We are now removed to a very small house in the suburbs of a very small village called Bookham. We found it rather inconvenient to reside in another person's dwelling, though our own apartments were to ourselves. Our views are not so beautiful as from Phenice farm, but our situation is totally free from neighbours and intrusion. We are about a mile and a half from Norbury Park, and two miles from Mickleham. I am become already so stout a walker, by use, and with the help of a very able supporter, that I go to those places and return home on foot without fatigue, when the weather is kind. At other times I condescend to accept a carriage from Mr. Locke ; but it is always reluctantly, I so much prefer walking where, as here, the country and prospects are inviting.

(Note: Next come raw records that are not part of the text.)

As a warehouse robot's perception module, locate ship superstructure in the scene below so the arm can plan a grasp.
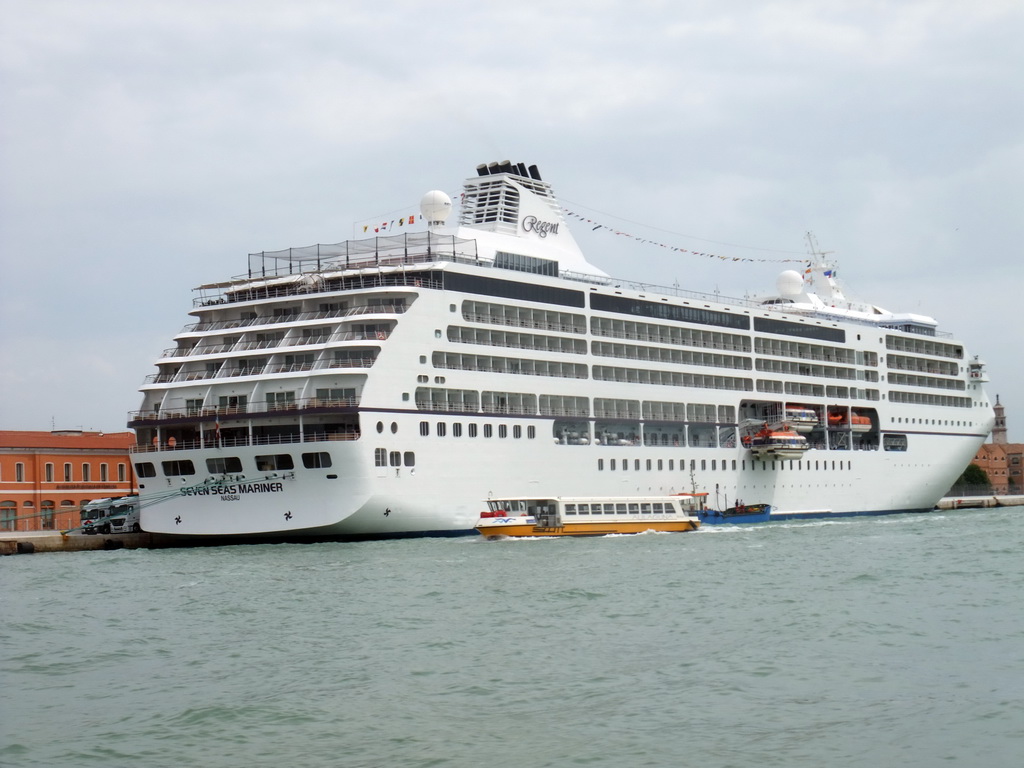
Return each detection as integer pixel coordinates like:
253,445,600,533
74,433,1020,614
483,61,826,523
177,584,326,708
129,163,992,538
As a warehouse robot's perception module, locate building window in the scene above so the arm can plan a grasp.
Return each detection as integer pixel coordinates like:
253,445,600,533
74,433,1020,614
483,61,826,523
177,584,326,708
134,462,157,477
39,502,53,530
0,502,17,530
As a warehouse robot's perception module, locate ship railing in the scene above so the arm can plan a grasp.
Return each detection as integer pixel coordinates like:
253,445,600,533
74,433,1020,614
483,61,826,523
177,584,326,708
128,430,360,454
128,397,359,424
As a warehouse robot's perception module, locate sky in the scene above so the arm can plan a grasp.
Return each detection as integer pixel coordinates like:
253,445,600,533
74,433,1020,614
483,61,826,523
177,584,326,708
0,0,1024,441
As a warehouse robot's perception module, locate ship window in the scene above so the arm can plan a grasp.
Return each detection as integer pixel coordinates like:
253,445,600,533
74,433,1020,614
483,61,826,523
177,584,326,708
256,454,295,472
206,456,242,475
299,451,331,469
161,459,196,477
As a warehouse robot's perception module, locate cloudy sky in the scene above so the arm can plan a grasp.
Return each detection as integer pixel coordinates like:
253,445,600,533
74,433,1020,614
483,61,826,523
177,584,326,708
0,0,1024,440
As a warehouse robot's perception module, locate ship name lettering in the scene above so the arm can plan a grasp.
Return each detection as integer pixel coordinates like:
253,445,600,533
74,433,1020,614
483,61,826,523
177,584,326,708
180,482,285,501
522,216,558,238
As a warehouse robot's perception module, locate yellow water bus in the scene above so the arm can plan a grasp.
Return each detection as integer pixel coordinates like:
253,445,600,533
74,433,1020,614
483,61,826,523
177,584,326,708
476,494,708,539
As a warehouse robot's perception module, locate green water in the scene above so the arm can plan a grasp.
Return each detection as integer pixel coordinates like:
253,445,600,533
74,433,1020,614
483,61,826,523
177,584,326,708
0,508,1024,768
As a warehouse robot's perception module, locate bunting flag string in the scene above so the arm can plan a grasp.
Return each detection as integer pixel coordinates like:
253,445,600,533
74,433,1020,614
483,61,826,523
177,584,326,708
355,213,423,234
562,208,807,264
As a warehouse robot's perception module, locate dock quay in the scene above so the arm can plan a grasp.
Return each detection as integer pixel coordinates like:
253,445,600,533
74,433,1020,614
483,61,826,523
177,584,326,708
0,530,186,555
8,496,1024,556
935,495,1024,509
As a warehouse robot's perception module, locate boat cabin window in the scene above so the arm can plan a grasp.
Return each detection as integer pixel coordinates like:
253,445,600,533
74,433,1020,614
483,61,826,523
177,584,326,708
206,456,242,475
256,454,295,472
161,459,196,477
299,452,331,469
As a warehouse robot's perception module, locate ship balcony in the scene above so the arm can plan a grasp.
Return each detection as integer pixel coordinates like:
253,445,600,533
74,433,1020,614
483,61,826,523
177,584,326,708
181,304,409,333
128,397,359,428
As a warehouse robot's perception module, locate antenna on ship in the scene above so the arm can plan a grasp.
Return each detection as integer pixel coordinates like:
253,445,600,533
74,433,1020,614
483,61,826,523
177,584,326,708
804,232,836,264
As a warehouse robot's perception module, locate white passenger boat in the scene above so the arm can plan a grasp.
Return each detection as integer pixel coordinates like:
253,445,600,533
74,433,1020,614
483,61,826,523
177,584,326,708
129,163,993,539
476,495,703,539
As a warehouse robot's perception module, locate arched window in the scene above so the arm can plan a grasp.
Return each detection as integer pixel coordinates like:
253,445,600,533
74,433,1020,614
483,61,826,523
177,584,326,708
0,502,17,530
39,502,55,530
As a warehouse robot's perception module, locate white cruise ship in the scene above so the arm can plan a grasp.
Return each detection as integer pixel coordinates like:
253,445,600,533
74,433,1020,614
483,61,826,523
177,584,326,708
129,162,993,539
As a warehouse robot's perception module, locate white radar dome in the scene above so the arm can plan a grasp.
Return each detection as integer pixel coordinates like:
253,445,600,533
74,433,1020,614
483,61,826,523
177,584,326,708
420,189,452,224
775,269,804,297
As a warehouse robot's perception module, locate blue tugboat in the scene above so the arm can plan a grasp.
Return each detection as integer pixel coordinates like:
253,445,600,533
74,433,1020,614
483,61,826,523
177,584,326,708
699,504,771,525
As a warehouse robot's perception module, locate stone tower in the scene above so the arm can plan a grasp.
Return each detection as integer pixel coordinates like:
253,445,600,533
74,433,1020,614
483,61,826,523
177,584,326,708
992,395,1007,445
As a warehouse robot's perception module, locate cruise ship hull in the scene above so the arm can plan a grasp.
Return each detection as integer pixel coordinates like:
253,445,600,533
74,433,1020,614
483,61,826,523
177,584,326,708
129,159,992,539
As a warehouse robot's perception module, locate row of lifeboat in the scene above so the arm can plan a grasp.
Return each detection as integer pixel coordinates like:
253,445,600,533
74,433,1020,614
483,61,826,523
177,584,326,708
741,404,871,459
785,404,871,432
742,422,810,459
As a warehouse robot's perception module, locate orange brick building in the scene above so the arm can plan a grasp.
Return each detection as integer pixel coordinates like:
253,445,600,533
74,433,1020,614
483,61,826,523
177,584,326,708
0,430,138,530
974,395,1024,496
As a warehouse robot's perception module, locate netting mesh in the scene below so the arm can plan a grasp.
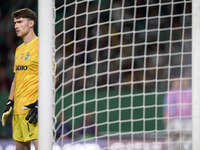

I thank you for your caution about building: we shall certainly undertake nothing but by contract - however, it would be truly mortifying to give up a house in Norbury Park we defer the structure till the spring, as it is to be so very slight, that Mr. Locke says it will be best to have it hardened in its first stage by the summer's sun. It will be very small, merely an habitation for three people, but in a situation truly beautiful, and within five minutes of either Mr. Locke or my sister Phillips: it is to be placed just between those two loved houses.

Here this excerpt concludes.